Sounds like a fun project, enjoy.


----------



## iggy_jet (Dec 27, 2012)

I have a large custom made humidor that I have been using for about 15 years. It's just that I have been seing a lot of vintage, nice looking furniture style humidors on craigsl list for less then $100. Plus, I used to own a custom cabinet shop and still have most of the tools, so I can make sure it has a nice seal and maybe adding some spanish cedar to the bottom... Just thinking out loud..


----------



## durbs (Dec 8, 2012)

Is the copper typically coated? Will it turn green under the 60-70% humidity?


----------



## Macrophylla (Dec 15, 2012)

The copper is not coated that i've ever seen. However to develop the patina requires direct contact with water, acids, CO2, etc. and without chemical accelerators it takes decades to develop. I light cleaning every couple years would keep it at bay.


----------



## Fuzzy (Jun 19, 2011)

I read somewhere that the copper, besides its quality to repel beetles and mold, was also used because it "sweats" with small temperature changes. This, to help keep the humidity higher than the outside RH.

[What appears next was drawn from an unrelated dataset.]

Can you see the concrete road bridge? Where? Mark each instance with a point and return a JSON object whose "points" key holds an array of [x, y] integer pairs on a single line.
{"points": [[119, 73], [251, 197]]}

I have seen many on the local craigslist and all are advertised as 100+/- years old and all have very shiny copper interiors. My guess is the shine appeals to some who are in the market for furnature to brag about.


----------



## ChitownBoy (Sep 25, 2020)

I just bought an old copper lined cigar humidor. I cleaned the copper with soap and water. My question is this: can I use Boveda packs in the humidor?


----------



## zcziggy (Apr 11, 2019)

ChitownBoy said:


> I just bought an old copper lined cigar humidor. I cleaned the copper with soap and water. My question is this: can I use Boveda packs in the humidor?


I would leave it open until is fully dry first and then check if it seals properly. After that, i would use the bovedas


----------